Une répartition équitable de la publicité publique
Afin de garantir que les médias ne dépendent pas de la publicité publique, les fonds publics destinés aux fournisseurs de services de médias ou aux plateformes en ligne seront alloués au moyen de procédures ouvertes et non discriminatoires, sur la base de critères publics. Les États membres devront distribuer les dépenses publiques de publicité à un large éventail de médias.
Les autorités publiques publieront chaque année des informations sur leurs dépenses de publicité, le montant total annuel dépensé et les montants dépensés par fournisseur de services de médias ou par plateforme en ligne.

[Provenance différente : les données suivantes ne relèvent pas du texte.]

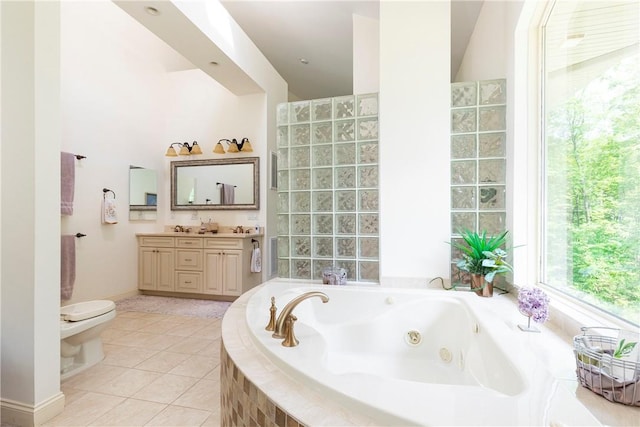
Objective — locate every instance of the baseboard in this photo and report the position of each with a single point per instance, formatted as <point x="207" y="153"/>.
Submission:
<point x="24" y="415"/>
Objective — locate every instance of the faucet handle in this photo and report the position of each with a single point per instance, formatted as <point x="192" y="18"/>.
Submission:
<point x="290" y="339"/>
<point x="272" y="316"/>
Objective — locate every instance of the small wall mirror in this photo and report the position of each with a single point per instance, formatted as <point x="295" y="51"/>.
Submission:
<point x="143" y="189"/>
<point x="215" y="184"/>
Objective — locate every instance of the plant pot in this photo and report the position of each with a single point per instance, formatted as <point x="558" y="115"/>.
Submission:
<point x="480" y="286"/>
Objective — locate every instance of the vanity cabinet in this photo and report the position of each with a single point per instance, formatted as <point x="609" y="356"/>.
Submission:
<point x="156" y="264"/>
<point x="199" y="265"/>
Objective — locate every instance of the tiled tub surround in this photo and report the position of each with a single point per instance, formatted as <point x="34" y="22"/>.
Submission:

« Il s’agit d’une grande victoire pour la liberté de la presse », a déclaré la rapporteure Sabine Verheyen (PPE, DE) après la conclusion de l’accord. « Nous avons réussi à obtenir toutes les demandes les plus importantes du Parlement : les rédacteurs en chef seront plus indépendants dans leurs décisions, la propriété des médias sera plus transparente et la liberté de la presse ne sera pas restreinte par les grandes plateformes. Il s’agit d’une étape législative significative pour sauvegarder la diversité et la liberté de notre presse et protéger nos démocraties. »
« L’accord d’aujourd’hui n’est rien d’autre qu’une reconnaissance. La reconnaissance des efforts considérables et du travail acharné que tous les journalistes accomplissent chaque jour, au péril de leur vie, pour préserver nos démocraties », a déclaré la rapporteure de la commission LIBE, Ramona Strugariu (Renew, RO). « C’est un grand pas en avant vers la protection de la liberté de la presse et la garantie d’un environnement sûr pour les journalistes et les travailleurs des médias. Ils le méritent. »
L’accord doit être formellement approuvé par la commission de la culture et de l’éducation (probablement courant janvier) et par le Parlement dans son ensemble (au cours de la plénière de mars, à confirmer), ainsi que par le Conseil.